3) so inflation is 1% a year lower — this matters a lot if you care about the 2% inflation target. So ? 2% is silly in any case. There is nothing really special about the inflation rate (the shoe leather costs of reduced real balances at 4% are trivial as they are at 2% while the theoretically ideal rate in an absurd model with full employment and price flexibility is -r %) . Still a good debating point in a good cause.

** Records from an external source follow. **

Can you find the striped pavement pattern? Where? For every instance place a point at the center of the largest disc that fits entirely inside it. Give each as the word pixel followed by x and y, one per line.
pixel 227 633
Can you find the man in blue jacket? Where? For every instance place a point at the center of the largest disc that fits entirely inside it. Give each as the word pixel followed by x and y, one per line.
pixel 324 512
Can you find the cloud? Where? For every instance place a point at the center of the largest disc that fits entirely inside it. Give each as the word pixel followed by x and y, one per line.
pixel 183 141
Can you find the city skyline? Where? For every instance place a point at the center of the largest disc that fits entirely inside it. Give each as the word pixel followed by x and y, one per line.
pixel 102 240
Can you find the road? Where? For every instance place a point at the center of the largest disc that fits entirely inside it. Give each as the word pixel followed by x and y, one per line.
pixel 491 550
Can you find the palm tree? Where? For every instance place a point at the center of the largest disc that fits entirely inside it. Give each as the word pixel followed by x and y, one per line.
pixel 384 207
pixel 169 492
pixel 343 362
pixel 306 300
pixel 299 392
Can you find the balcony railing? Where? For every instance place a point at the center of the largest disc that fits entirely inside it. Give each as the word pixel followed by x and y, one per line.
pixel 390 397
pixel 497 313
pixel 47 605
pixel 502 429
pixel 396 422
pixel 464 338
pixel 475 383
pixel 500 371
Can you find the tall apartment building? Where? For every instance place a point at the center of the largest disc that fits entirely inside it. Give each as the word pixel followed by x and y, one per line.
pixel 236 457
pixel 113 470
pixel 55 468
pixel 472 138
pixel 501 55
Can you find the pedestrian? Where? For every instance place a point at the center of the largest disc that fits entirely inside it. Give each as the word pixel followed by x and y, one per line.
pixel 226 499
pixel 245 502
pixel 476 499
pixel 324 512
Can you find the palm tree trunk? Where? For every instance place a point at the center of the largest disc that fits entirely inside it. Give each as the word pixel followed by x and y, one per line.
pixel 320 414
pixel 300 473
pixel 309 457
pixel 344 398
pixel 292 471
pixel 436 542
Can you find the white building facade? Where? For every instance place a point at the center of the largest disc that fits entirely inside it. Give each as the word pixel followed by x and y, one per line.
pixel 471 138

On miss measurement in general

Summers needs not just that inflation is over estimated but that the difference between measured and true inflation has increased. He doesn’t argue this in his talk. He didn’t ask, for another 30 year interval, if people would prefer 1970 health care at 1970 prices or 1940 healthcare at 1940 prices. I’d say that they’d go for the one which includes penicillin — oh and vaccinations for all sorts of things which were terrible threats in 1940. He is absolutely right that the value of improved health care is huge compared to the measured value (measured at cost). But it is just silly to think that the rate of progress has increased in the USA (look at life expectancy — oh hey he mentioned that).

I see he comes back to this in response to John Fernald’s question. I get his explanation that the miss measurement problem should have increased as the share of sectors where measurement is hard (that is services) has increased. This argument makes a lot of sense. It can be addressed by looking at data disaggregated just at tiny bit. The fact is that measured manufacturing productivity has the same general pattern as overall business productivity (I am using FRED which for some reason has manufacturing only after 1987). Summers (that is a research assistant) can make up constant measurement (of growth rates) error assumptions for each sector and calculated how the shift in GDP composition affects the aggregate measurement error. I am sure he is right about the sign of growth measurement error and the sign of the change in the error. I think part of the puzzle remains.